The East African pastoralists are well known for their colorful and decorative beaded adornments, and their strong adherence to beads in contrast to the westernized clothing culture of other neighboring agricultural peoples. “Warriors” standing with spears and elaborative beaded adornments all over the bodies, and women with many beaded necklaces piled from shoulder to chin are always featured in brochures and postcards for tourists as well as in photo collections introducing Africa, and they create the image of “traditional Africa” represented by the “Maasai.”

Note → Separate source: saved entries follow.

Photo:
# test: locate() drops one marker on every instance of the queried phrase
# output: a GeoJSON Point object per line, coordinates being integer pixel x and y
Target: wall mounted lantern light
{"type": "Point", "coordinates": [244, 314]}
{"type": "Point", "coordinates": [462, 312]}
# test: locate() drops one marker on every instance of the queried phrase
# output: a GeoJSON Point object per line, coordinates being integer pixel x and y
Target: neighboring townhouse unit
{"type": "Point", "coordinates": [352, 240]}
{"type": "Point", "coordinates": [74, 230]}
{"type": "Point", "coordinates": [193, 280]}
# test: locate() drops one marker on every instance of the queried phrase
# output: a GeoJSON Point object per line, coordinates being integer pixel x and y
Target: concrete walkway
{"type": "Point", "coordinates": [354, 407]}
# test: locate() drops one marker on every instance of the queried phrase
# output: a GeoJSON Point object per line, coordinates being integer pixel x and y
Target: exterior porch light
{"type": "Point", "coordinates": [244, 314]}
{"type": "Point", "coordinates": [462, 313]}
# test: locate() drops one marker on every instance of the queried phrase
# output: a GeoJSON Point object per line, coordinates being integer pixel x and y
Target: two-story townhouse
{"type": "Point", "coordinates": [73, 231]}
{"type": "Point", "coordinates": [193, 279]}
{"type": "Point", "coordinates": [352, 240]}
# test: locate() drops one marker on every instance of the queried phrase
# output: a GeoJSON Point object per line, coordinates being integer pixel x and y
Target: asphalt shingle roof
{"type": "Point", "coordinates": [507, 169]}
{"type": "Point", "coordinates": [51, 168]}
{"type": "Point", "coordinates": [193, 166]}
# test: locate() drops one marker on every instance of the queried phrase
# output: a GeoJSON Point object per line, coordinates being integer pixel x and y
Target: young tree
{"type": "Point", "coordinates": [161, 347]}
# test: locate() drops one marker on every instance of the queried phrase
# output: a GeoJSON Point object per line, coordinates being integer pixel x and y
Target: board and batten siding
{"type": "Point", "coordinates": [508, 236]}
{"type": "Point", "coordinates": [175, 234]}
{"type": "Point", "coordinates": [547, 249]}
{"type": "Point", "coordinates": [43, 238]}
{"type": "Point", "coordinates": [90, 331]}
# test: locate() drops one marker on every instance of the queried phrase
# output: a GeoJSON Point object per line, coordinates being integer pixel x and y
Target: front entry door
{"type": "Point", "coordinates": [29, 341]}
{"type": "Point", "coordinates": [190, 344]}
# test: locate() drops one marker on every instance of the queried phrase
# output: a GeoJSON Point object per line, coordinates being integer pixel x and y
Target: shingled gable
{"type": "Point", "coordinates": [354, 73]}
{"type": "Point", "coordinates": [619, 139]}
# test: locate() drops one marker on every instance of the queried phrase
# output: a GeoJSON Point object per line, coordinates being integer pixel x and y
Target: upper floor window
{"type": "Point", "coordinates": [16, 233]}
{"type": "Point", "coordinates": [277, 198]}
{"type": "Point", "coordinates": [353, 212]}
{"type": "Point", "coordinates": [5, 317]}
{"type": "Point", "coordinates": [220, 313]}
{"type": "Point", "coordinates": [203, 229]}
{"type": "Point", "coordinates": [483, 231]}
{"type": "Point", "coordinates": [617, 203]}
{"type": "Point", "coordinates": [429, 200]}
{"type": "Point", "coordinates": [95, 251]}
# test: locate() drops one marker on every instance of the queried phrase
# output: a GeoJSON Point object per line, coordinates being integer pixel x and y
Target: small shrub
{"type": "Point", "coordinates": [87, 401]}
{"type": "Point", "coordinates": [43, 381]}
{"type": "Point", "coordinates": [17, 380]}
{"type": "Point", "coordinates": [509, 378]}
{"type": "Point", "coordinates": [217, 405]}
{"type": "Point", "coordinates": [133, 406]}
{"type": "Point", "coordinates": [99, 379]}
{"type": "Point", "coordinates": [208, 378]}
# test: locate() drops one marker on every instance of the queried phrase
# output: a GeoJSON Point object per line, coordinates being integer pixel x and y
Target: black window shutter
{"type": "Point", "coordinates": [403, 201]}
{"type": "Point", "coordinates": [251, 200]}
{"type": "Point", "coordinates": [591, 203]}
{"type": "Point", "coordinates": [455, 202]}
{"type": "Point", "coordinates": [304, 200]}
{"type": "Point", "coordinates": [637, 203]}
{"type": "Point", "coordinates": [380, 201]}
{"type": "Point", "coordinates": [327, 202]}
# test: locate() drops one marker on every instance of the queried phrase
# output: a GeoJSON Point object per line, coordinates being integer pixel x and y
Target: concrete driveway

The body adornments of East African pastoralists, though eye-catching, have been little studied and there has been no comprehensive description on the body adornments of specific ethnic groups. This book is a monograph that provides a complete picture of the body adornments of the Samburu in Kenya based on field research conducted by the author from 1999 to 2003. By measuring and describing every adornment worn by each of 249 Samburu people at the time of the survey, the author collected data on 6,323 adornments. Based on those data, and using photographs and illustrations, the book describes 172 types of body adornments with their local names, etymology of the name, shape and size, color, material and manufacturing method, the way of acquisition, the user’s gender and age category, the body part the adornment is worn, wearing style, and their social and ritual significance.
From the descriptions in the book, the readers will learn that necklaces or ear adornments being worn by a woman in a postcard are not only colorful and beautiful adornments but at the same time provide many kinds of information about the woman: e.g., whether she is single or married; whether she has a lover, whether she has already gone through circumcision; whether she has experienced childbirth or miscarriage, etc. Looking closer, we can discover, from a small shell or a cattle hair tied to her necklace, that she has had an experience of a breech birth or that a cow she is milking has not produced much milk recently.